In And now for some good news the News with Nipples blog has an interesting post looking at a couple of cases of good and bad journalism. They aren't kind on Ben Cubby:
Contrast Hasham’s story with the story placed above it on page three, from Environment Editor Ben Cubby, who’s been pulled up here before for lazy journalism: Cause for optimism on global warming.
It’s 475 words about a report that he doesn’t name so readers can’t easily find it and therefore have to take his word for it that he’s reporting it accurately (I assume it’s The Critical Decade: International Action on Climate Change), with a quote from Opposition climate spokesman Greg Hunt that ranges from clearly wrong (South Korea) to somewhat wrong (the US and Canada) but is left unchecked by Cubby. Like all politicians, Hunt knows that he can pretty much just make shit up and journalists will report it without pointing out that there’s no evidence to support the claims. There’s a general quote from Minister for Climate Change Greg Combet and a general quote from Climate Commissioner Tim Flannery that sound like they’re from the media release that arrived with the report. I’m happy to be wrong about that. If a journalism student submitted this story for an assignment, they’d be lucky to pass.

But back to the good bit. Nice work, Nicole Hasham.
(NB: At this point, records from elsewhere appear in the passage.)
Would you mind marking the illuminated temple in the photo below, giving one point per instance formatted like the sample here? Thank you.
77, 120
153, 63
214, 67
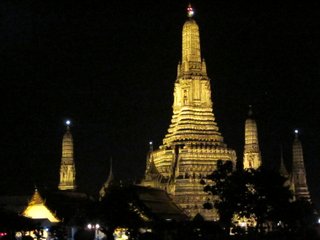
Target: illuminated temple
251, 155
67, 167
193, 144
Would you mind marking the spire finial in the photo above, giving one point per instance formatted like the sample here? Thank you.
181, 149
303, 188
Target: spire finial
190, 11
250, 111
151, 146
68, 123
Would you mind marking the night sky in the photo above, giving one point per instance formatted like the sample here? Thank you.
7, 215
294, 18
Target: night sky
110, 67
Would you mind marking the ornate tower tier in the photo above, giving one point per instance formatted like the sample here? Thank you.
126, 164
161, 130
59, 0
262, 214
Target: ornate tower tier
298, 170
193, 143
67, 167
251, 155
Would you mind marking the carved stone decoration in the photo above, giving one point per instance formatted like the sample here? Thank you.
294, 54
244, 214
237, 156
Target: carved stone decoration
193, 144
67, 167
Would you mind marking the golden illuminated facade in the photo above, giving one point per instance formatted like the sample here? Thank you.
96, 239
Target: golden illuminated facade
251, 155
298, 170
36, 209
67, 167
193, 144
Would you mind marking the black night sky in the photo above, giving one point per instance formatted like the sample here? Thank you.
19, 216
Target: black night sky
110, 67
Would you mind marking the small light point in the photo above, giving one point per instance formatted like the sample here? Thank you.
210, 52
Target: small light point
190, 11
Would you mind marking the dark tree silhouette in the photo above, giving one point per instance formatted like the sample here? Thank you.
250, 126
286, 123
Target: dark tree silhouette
260, 193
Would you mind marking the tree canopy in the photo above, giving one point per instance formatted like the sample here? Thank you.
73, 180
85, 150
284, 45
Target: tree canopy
260, 195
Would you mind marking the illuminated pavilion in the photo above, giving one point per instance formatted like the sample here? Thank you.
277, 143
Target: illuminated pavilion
37, 209
193, 144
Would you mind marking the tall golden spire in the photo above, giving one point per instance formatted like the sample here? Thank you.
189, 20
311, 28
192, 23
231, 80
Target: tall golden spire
107, 184
193, 144
67, 167
193, 119
298, 170
251, 155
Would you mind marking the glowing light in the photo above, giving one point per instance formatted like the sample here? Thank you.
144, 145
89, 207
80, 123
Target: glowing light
190, 11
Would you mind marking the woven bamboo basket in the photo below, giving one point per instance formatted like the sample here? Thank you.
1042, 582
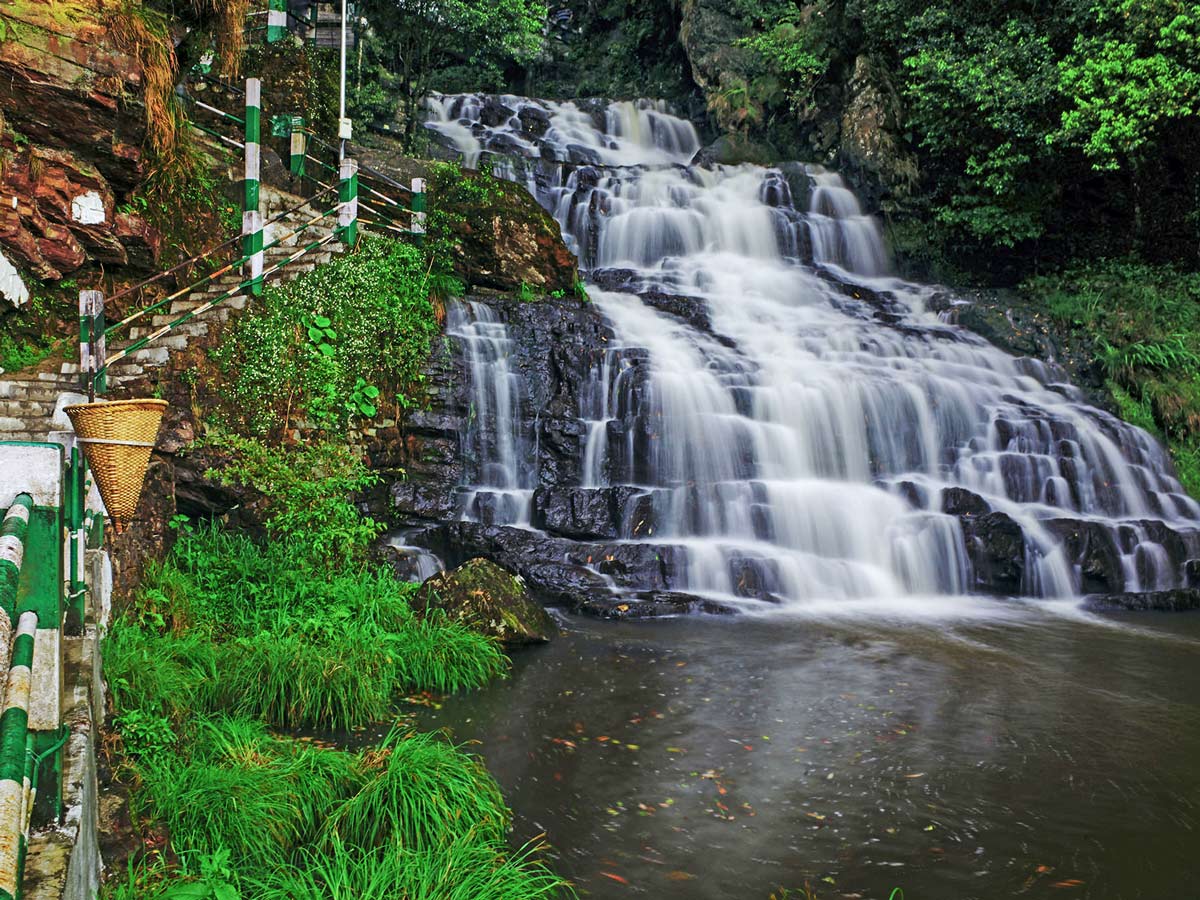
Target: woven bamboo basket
117, 438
Forbes approves of Australia's carbon pricing

Tim Worstall is of the view that The Australian Carbon Tax: Finally, Someone Gets it Right!

Monday, 3 September 2012

The IT contribution to productive growth

Ross Gittins, in Ready to receive a techs message, argues that the large productivity gains of a decade ago may have mostly been the result of technology improvements rather than microeconomic reforms:
Particularly over the longer term, the primary driver of multi-factor productivity improvement - and the rise in material living standards it brings - is technological advance. That's why it never ceases to surprise me how little interest most economists take in technology and innovation.